Download Zephaniah Kingsley Jr. and the Atlantic World PDF Online Free

Author :
Publisher : University Press of Florida
ISBN 13 : 081304779X
Total Pages : 202 pages
Book Rating : 4.8/5 (13 download)

DOWNLOAD NOW!


Book Synopsis Zephaniah Kingsley Jr. and the Atlantic World by : Daniel L. Schafer

Download or read book Zephaniah Kingsley Jr. and the Atlantic World written by Daniel L. Schafer and published by University Press of Florida. This book was released on 2013-11-12 with total page 202 pages. Available in PDF, EPUB and Kindle. Book excerpt: Zephaniah Kingsley is best known for his Fort George Island plantation in Duval County, Florida, now a National Park Service site, and for his 1828 pamphlet, A Treatise on the Patriarchal System of Society, that advocated just and human treatment of slaves, liberal emancipation policies, and granting rights to free persons of color. Paradoxically, his fortune came from the purchase, sale, and labor of enslaved Africans. In this penetrating biography, Daniel Schafer vividly chronicles Kingsley's evolving thoughts on race and slavery, exploring his business practices and his private life. Kingsley fathered children by several enslaved women, then freed and lived with them in a unique mixed-race family. One of the women--the only one he acknowledged as his "wife" though they were never formally married--was Anta Madgigine Ndiaye (Anna Kingsley), a member of the Senegalese royal family, who was captured in a slave raid and purchased by Kingsley in Havana, Cuba. A ship captain, Caribbean merchant, and Atlantic slave trader during the perilous years of international warfare following the French Revolution, Kingsley sought protection under neutral flags, changing allegiance from Britain to the United States, Denmark, and Spain. Later, when the American acquisition of Florida brought rigid race and slavery policies that endangered the freedom of Kingsley's mixed-race family, he responded by moving his "wives" and children to a settlement in Haiti he established for free persons of color. Kingsley's assertion that color should not be a "badge of degradation" made him unusual in the early Republic; his unique life is revealed in this fascinating reminder of the deep connections between Europe, the Caribbean, and the young United States.

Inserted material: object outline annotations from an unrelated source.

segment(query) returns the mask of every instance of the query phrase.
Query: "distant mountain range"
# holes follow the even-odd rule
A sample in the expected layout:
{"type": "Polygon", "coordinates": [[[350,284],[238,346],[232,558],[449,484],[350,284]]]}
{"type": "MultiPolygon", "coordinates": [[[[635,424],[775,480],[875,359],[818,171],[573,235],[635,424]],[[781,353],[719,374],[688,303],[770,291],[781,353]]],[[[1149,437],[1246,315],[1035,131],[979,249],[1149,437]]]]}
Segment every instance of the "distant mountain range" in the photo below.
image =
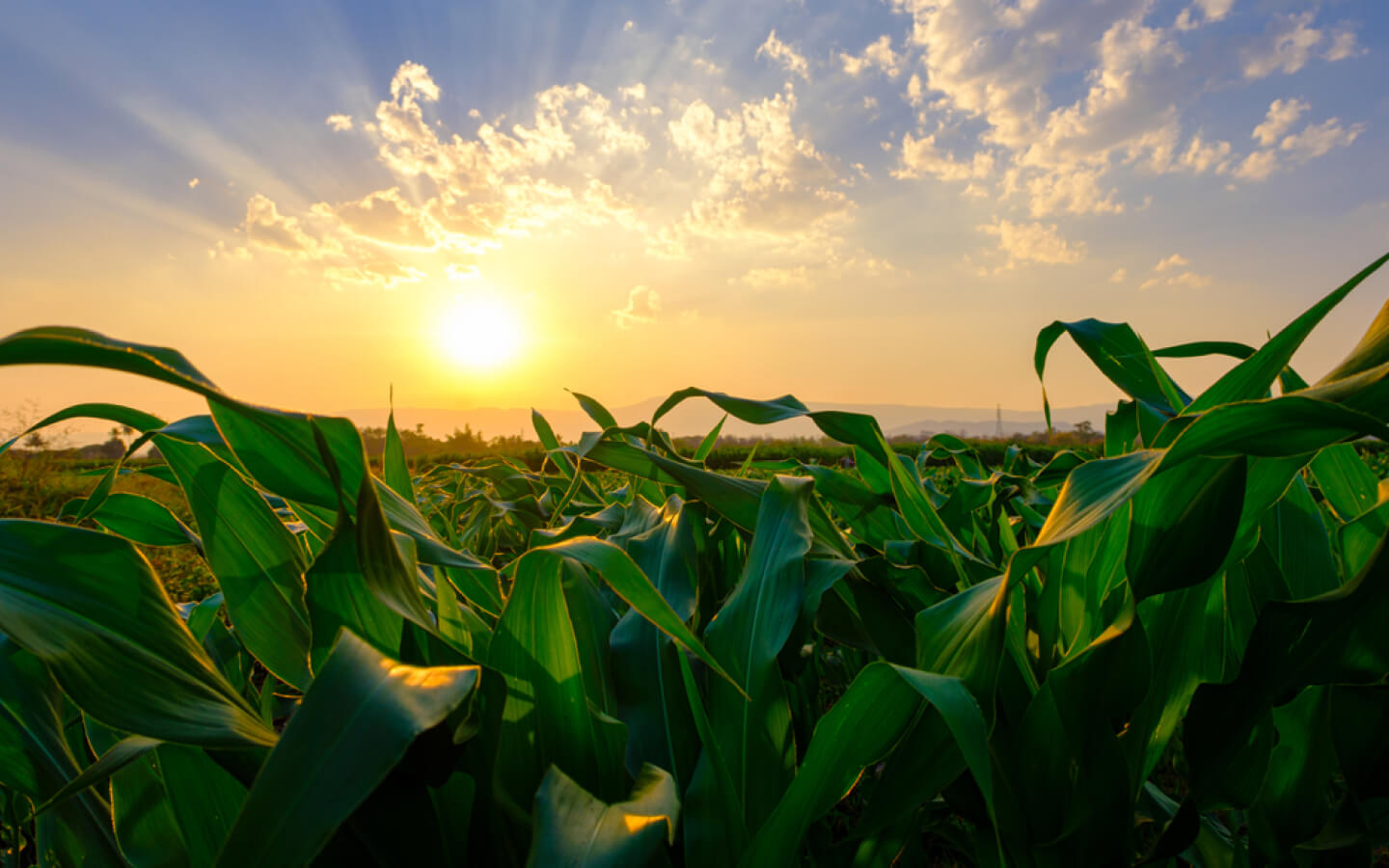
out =
{"type": "MultiPolygon", "coordinates": [[[[650,421],[651,414],[660,407],[664,399],[647,399],[625,407],[608,407],[619,425],[633,425],[650,421]]],[[[982,407],[925,407],[915,404],[846,404],[838,401],[806,401],[811,410],[846,410],[850,412],[864,412],[878,419],[883,431],[889,435],[920,433],[957,433],[965,436],[990,436],[997,429],[996,410],[982,407]]],[[[1089,421],[1096,431],[1104,429],[1104,414],[1114,408],[1114,404],[1089,404],[1085,407],[1053,407],[1051,424],[1057,429],[1068,429],[1076,422],[1089,421]]],[[[540,411],[554,432],[565,440],[574,440],[586,431],[594,431],[597,425],[575,406],[572,410],[542,410],[540,411]]],[[[383,428],[386,425],[388,410],[375,407],[368,410],[343,410],[340,415],[350,418],[358,426],[383,428]]],[[[724,411],[704,399],[690,399],[671,411],[661,419],[661,428],[674,436],[703,436],[707,433],[724,411]]],[[[531,425],[531,410],[517,407],[481,407],[475,410],[433,410],[424,407],[397,407],[396,425],[400,428],[415,428],[422,425],[425,433],[431,436],[447,436],[454,428],[471,426],[486,437],[501,435],[522,435],[526,439],[535,437],[531,425]]],[[[1036,410],[1003,410],[1003,433],[1031,433],[1045,431],[1046,421],[1042,408],[1036,410]]],[[[788,419],[775,425],[750,425],[729,417],[724,424],[724,435],[736,437],[815,437],[820,429],[810,419],[788,419]]]]}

Lincoln's Emancipation Proclamation

Download Lincoln's Emancipation Proclamation PDF Online Free

Author :
Publisher : Simon and Schuster
ISBN 13 : 1416547959
Total Pages : 414 pages
Book Rating : 4.4/5 (165 download)

DOWNLOAD NOW!


Book Synopsis Lincoln's Emancipation Proclamation by : Allen C. Guelzo

Download or read book Lincoln's Emancipation Proclamation written by Allen C. Guelzo and published by Simon and Schuster. This book was released on 2006-11-07 with total page 414 pages. Available in PDF, EPUB and Kindle. Book excerpt: One of the nation's foremost Lincoln scholars offers an authoritative consideration of the document that represents the most far-reaching accomplishment of our greatest president. No single official paper in American history changed the lives of as many Americans as Lincoln's Emancipation Proclamation. But no American document has been held up to greater suspicion. Its bland and lawyerlike language is unfavorably compared to the soaring eloquence of the Gettysburg Address and the Second Inaugural; its effectiveness in freeing the slaves has been dismissed as a legal illusion. And for some African-Americans the Proclamation raises doubts about Lincoln himself. Lincoln's Emancipation Proclamation dispels the myths and mistakes surrounding the Emancipation Proclamation and skillfully reconstructs how America's greatest president wrote the greatest American proclamation of freedom.